An Agricultural Center
Toppenish had for more than 20 years consisted of little more than the Northern Pacific's red-painted depot, built in 1884, and a few other buildings. It did not begin to thrive until several families of Indian blood -- who had been granted allotments near the depot in 1887 -- were permitted to sell town lots in 1905.
Toppenish was already an important railroad shipping center for livestock. When irrigation made the farmland bloom in the Yakima River valley, the town developed quickly into an agricultural center. The townspeople were clearly united behind the idea of cityhood. The incorporation election also included an unopposed ticket of candidates for the city's offices.
In addition to Mayor Talbott (whose name is misspelled as Talbot in the incorporation documents), the voters elected Levi J. Goodrich as the town's first treasurer and a slate of five men to sit on the first city council: A. J. Allphin, C. W. Grant, John R. Harvey, A. W. McDonald and James E. Townsend. The incorporation election was certified by the Yakima County commissioners on April 22, 1907, and filed with the Washington Secretary of State's office on April 29, 1907, making Toppenish cityhood official.

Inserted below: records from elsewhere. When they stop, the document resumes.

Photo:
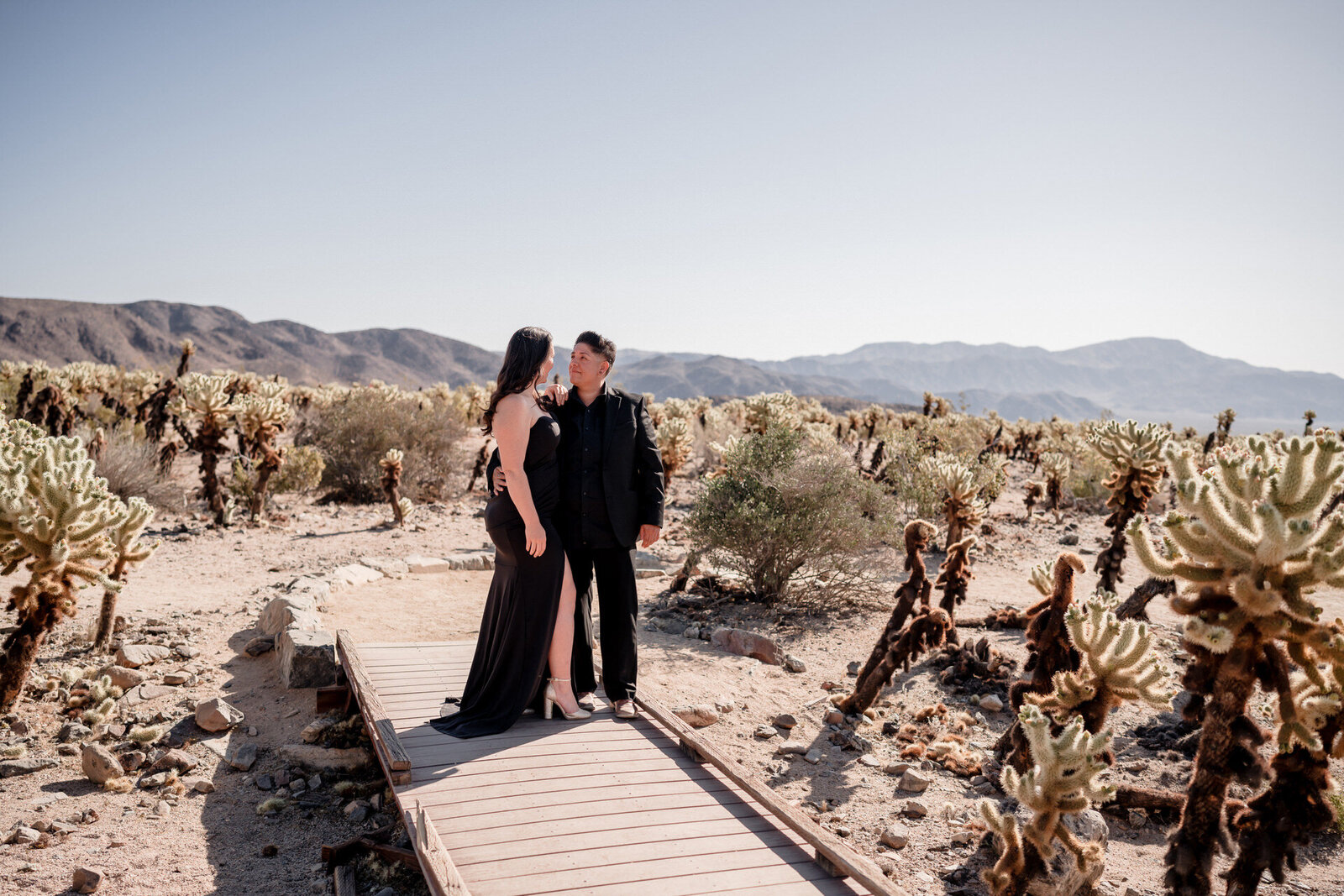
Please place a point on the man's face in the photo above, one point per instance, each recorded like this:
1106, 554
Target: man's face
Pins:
586, 365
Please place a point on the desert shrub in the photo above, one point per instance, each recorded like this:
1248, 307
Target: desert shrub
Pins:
131, 466
358, 427
796, 520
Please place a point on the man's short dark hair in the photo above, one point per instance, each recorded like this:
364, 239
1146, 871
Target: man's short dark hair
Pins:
600, 344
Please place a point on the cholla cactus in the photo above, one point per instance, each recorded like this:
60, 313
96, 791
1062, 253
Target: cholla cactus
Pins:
1065, 779
882, 661
203, 403
675, 443
1135, 454
961, 504
1249, 544
131, 553
1119, 664
1057, 468
391, 464
57, 519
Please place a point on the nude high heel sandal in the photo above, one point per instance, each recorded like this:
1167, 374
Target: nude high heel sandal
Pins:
549, 703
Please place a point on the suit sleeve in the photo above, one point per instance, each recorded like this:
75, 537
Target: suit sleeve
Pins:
648, 468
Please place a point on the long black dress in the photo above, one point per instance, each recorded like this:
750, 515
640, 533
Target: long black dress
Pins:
523, 602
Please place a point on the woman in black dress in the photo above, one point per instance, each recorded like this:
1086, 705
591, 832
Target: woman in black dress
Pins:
528, 620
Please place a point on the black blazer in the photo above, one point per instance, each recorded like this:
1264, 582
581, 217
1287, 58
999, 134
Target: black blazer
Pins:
632, 465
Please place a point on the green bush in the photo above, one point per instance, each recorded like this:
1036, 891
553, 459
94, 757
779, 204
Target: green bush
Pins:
356, 427
795, 519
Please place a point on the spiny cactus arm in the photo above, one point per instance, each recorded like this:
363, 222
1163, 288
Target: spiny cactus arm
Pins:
1144, 550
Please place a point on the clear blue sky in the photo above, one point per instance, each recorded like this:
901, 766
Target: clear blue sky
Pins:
754, 179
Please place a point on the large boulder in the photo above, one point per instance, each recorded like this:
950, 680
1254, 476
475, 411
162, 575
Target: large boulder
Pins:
307, 658
100, 765
134, 656
217, 715
748, 644
327, 758
291, 610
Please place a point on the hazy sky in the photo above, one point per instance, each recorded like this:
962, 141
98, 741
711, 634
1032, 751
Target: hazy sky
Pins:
756, 179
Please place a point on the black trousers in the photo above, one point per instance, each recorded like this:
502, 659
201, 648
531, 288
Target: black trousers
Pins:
613, 571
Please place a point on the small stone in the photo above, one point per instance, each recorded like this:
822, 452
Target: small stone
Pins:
132, 656
698, 716
24, 836
175, 759
217, 715
260, 645
87, 880
895, 836
913, 809
242, 757
11, 768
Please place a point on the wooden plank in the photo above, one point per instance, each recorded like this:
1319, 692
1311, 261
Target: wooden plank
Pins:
827, 844
389, 752
440, 873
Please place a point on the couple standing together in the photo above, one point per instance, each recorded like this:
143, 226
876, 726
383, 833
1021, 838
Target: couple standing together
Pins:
577, 481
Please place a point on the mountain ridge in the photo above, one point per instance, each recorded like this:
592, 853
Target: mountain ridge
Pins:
1147, 378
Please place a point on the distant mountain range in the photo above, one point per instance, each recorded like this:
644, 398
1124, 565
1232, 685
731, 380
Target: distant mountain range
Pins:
1142, 378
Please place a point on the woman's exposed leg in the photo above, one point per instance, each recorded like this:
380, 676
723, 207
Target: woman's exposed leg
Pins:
562, 644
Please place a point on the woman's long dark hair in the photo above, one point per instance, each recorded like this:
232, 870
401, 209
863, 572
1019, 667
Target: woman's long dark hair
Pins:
523, 359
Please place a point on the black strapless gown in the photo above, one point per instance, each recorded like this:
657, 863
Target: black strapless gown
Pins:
524, 597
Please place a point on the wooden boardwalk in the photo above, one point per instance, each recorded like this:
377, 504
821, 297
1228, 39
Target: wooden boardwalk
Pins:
598, 806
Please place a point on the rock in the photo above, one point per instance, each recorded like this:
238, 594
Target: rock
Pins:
244, 757
175, 759
327, 758
199, 785
307, 658
260, 645
11, 768
217, 715
387, 566
895, 836
24, 836
420, 564
698, 716
87, 880
315, 728
351, 577
134, 656
748, 644
297, 610
73, 731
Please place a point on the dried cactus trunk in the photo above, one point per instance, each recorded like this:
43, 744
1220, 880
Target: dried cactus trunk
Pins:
953, 578
391, 483
1048, 652
916, 587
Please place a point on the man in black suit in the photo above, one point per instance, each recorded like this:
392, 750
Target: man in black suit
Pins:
611, 500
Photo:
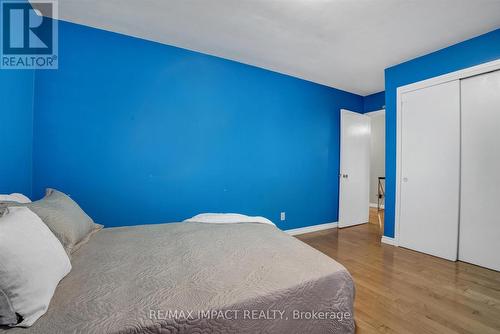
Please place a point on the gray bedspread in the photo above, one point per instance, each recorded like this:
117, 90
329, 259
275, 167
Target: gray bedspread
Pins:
199, 278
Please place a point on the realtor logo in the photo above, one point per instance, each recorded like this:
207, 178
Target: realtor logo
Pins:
29, 35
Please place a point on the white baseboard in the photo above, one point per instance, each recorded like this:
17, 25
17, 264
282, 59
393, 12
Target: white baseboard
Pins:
314, 228
389, 241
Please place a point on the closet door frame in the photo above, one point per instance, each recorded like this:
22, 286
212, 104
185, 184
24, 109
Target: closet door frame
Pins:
457, 75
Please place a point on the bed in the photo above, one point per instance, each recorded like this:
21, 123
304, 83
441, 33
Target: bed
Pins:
199, 278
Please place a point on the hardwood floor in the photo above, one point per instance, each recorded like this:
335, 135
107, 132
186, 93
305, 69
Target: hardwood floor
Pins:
402, 291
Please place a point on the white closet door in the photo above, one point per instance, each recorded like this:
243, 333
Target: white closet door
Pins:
429, 193
480, 186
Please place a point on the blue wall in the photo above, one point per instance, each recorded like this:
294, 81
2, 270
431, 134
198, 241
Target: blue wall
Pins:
472, 52
374, 102
138, 132
16, 131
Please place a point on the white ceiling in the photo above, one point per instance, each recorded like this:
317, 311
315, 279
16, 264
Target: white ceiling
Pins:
345, 44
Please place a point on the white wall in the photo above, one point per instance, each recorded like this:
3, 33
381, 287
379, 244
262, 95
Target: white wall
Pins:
377, 162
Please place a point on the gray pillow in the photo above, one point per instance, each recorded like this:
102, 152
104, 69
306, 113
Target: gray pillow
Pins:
69, 223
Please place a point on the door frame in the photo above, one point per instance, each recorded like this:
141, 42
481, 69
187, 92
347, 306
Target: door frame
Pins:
342, 112
452, 76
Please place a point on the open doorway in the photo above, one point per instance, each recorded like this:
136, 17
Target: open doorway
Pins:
377, 168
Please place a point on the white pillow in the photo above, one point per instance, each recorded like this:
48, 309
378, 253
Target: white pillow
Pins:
15, 197
227, 218
32, 262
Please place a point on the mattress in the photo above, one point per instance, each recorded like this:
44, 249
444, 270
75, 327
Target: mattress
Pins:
199, 278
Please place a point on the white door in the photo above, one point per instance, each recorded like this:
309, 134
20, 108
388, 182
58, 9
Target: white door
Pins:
430, 165
480, 188
354, 199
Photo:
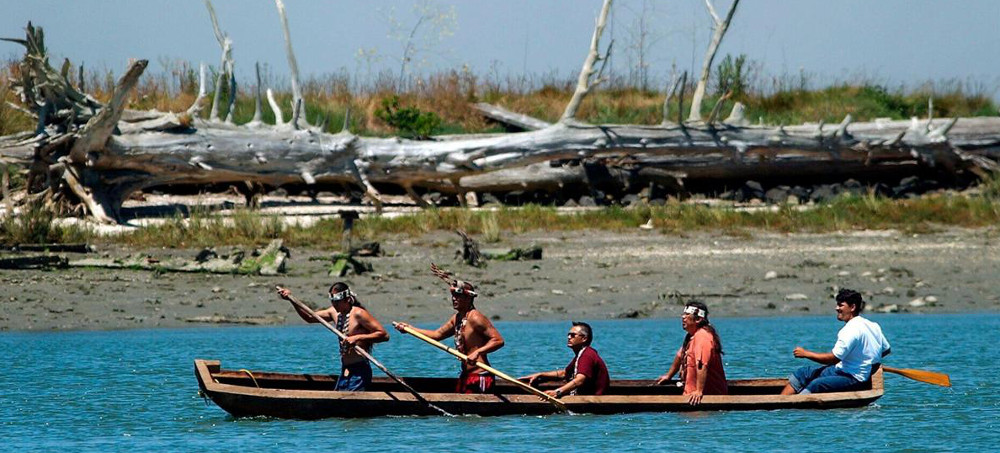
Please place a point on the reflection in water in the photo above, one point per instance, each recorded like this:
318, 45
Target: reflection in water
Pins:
136, 390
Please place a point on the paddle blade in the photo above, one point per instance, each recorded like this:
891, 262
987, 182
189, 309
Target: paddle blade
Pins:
929, 377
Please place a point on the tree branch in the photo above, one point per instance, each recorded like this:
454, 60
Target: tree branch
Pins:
720, 28
583, 84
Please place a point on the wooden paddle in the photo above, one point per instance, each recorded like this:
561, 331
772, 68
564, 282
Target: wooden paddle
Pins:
365, 354
545, 396
929, 377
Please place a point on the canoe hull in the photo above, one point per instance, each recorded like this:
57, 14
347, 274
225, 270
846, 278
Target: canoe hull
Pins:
291, 396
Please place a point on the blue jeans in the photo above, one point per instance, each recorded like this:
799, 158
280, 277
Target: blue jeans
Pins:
354, 377
822, 379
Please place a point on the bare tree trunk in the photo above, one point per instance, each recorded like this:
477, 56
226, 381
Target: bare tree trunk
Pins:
720, 26
584, 83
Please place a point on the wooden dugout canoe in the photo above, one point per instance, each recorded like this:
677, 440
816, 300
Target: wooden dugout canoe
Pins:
311, 396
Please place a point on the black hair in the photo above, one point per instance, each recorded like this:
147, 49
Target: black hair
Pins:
586, 330
704, 324
853, 298
340, 287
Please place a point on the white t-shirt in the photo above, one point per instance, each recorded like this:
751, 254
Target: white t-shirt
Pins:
860, 344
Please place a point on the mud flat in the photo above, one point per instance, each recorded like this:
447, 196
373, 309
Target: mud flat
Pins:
584, 275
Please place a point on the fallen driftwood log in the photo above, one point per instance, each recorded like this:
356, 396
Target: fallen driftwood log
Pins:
512, 121
514, 254
92, 156
33, 262
52, 248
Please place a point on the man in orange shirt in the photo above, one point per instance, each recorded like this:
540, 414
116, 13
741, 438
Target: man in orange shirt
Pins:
699, 359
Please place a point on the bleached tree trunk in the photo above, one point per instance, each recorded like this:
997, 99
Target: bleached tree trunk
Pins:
584, 82
719, 31
100, 168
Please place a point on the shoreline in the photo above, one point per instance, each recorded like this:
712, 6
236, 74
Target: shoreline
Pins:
583, 275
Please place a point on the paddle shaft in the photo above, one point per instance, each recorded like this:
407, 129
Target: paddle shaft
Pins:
365, 354
551, 399
928, 377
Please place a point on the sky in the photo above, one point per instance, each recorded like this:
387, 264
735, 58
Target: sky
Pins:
891, 42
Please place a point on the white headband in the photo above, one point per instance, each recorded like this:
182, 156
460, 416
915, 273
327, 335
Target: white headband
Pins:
692, 310
341, 295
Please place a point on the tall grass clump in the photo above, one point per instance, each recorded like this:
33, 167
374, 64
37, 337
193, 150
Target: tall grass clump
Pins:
33, 224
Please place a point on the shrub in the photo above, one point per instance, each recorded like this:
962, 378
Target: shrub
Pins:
33, 225
409, 121
732, 74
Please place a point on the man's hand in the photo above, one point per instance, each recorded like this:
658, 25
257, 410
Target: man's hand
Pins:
531, 378
695, 398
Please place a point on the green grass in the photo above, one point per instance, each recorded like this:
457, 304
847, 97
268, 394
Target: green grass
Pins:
33, 225
921, 215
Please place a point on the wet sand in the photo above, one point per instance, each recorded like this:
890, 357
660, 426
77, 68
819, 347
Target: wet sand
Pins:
585, 275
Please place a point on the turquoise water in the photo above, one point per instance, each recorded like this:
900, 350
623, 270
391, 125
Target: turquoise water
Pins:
135, 390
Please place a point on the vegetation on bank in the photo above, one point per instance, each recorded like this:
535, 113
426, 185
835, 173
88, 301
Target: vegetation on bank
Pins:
440, 103
848, 212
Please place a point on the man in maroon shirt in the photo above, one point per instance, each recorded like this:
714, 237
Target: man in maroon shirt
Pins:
586, 374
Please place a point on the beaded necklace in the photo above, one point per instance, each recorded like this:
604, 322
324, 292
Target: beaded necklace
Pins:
459, 326
343, 325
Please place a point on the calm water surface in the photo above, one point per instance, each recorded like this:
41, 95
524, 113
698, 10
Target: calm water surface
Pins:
135, 390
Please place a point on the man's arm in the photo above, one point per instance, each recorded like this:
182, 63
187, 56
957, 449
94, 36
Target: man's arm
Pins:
577, 381
484, 327
700, 376
543, 376
825, 358
674, 367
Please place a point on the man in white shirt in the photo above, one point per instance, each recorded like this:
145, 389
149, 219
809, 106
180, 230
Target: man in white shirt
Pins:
860, 346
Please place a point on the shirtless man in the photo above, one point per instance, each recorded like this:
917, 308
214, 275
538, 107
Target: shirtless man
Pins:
361, 328
474, 335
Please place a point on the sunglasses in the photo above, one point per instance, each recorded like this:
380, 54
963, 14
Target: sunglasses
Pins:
340, 296
456, 291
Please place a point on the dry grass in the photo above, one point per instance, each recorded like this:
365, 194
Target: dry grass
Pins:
925, 214
782, 99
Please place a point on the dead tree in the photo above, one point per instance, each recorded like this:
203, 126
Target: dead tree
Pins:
95, 155
719, 28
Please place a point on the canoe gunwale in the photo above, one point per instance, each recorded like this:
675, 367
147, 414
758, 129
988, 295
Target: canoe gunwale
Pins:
242, 400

The first city council passed several notable ordinances. It prohibited the town's saloons -- and Toppenish had about 10 of them -- from occupying prime lots on the main street, Toppenish Avenue. It relegated saloons to the side streets. Also, much "to the comfort of morning sleepers " it put a stop to cows grazing on city lots with noisy cowbells (Johnson, p. 40). It also passed a tough new fire code in a mostly successful effort to rid the city of firetraps.